Shanghai Suipian: Released China’s largest AI chip, taking four domestic firsts, with Benchmark | Quantum Bit Summary: With the arrival of Suisi 2.0, other products from Suipian Technology have also been upgraded accordingly. First, the cloud Suipian T20 training acceleration card. It is the second-generation AI training acceleration card for data centers, officially described as having a wide model coverage, strong performance, and an open software ecosystem, supporting various AI training scenarios. Additionally, there is the cloud Suipian T21 training OAM module, designed based on the OCP (Open Compute Project) OAM (Open Accelerator Module) standard, compatible with OCP OAI standards (Open Accelerator Infrastructure) AI training acceleration module. The single-precision FP32 computing power of the Suipian T21 can reach up to 40 TFLOPS, while the TF32 computing power can reach up to 160 TFLOPS. Finally, Suipian Technology has also upgraded its Yusuan TopsRider software platform: based on operator generalization technology and graph optimization strategies, supporting various model training under mainstream deep learning frameworks. Utilizing the Horovod distributed training framework and GCU-LARE interconnect technology, it provides solutions for efficient operation of ultra-large-scale clusters. Moreover, the programming model and scalable operator interface are both open.
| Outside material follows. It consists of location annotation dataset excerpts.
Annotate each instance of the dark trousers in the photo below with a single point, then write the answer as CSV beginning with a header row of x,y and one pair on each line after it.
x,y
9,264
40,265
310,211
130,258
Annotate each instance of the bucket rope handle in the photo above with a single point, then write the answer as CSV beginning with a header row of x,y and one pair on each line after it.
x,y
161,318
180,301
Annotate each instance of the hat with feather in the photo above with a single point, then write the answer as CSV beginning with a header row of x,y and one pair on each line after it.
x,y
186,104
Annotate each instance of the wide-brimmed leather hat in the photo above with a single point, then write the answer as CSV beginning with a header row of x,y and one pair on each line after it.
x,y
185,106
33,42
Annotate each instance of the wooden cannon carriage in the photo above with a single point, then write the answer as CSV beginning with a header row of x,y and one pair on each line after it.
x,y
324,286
Lastly, it has provided its product’s super-Moore’s Law: each generation of Suipian’s products must exceed the previous generation in “average business” with Perf/W:>3X, Perf/$(BOM):>2X, and reliable software backward compatibility.
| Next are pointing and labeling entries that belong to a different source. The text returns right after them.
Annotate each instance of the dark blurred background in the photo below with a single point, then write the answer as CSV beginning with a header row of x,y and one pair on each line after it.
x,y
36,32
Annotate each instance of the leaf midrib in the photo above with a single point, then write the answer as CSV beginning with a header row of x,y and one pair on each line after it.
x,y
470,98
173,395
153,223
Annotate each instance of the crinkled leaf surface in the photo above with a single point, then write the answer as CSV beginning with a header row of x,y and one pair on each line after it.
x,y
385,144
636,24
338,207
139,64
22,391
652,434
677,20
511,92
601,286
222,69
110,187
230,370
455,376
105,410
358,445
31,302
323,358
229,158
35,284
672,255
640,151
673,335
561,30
Birun Technology: The first 7nm GPU chip is expected to tape out in Q3 this year and officially launch next year | Chip East Summary: Birun Technology’s CTO and chief architect Hong Zhou stated that the company’s first 7nm chip supporting AI training and inference is progressing smoothly, positioning the first GPU chip for high-end general intelligent computing, featuring high performance, scalability, and virtualization capabilities, supporting cloud training and inference, and is currently in the final stages, expected to tape out this year, with performance comparable to NVIDIA’s next-generation GPU, targeting the next-generation 5nm GPU computing chip that NVIDIA is still developing. Birun Technology’s strategy is to focus on a few points and wage an “asymmetric war”. NVIDIA’s GPU is not the optimal chip for AI training and inference, but rather a multi-capability chip. For example, the A100’s double precision is crucial for HPC, but for AI acceleration, it is not the optimal solution in terms of energy efficiency and computing power. Therefore, Birun Technology chooses to first specialize in general AI training and inference capabilities, stripping away designs unrelated to AI acceleration such as graphics rendering, and focusing on how to reasonably arrange more computing and storage units on its chips. After the chip tape-out, Birun Technology will prioritize advancing the software work for commercializing the acceleration chip. Birun Technology’s second chip has already begun architecture design, and the company will gradually launch GPU chips aimed at intelligent computing centers, cloud gaming, and edge computing. Birun Technology emphasizes optimizing three key features of its chips: versatility, high computing power, and chiplet technology:

Versatility: From compatibility with CUDA to replacing CUDA. The new GPU board must seamlessly support the CUDA ecosystem, which is more important than higher computing power or better energy efficiency. Birun Technology’s ultimate goal is to provide a self-developed programming model better than CUDA.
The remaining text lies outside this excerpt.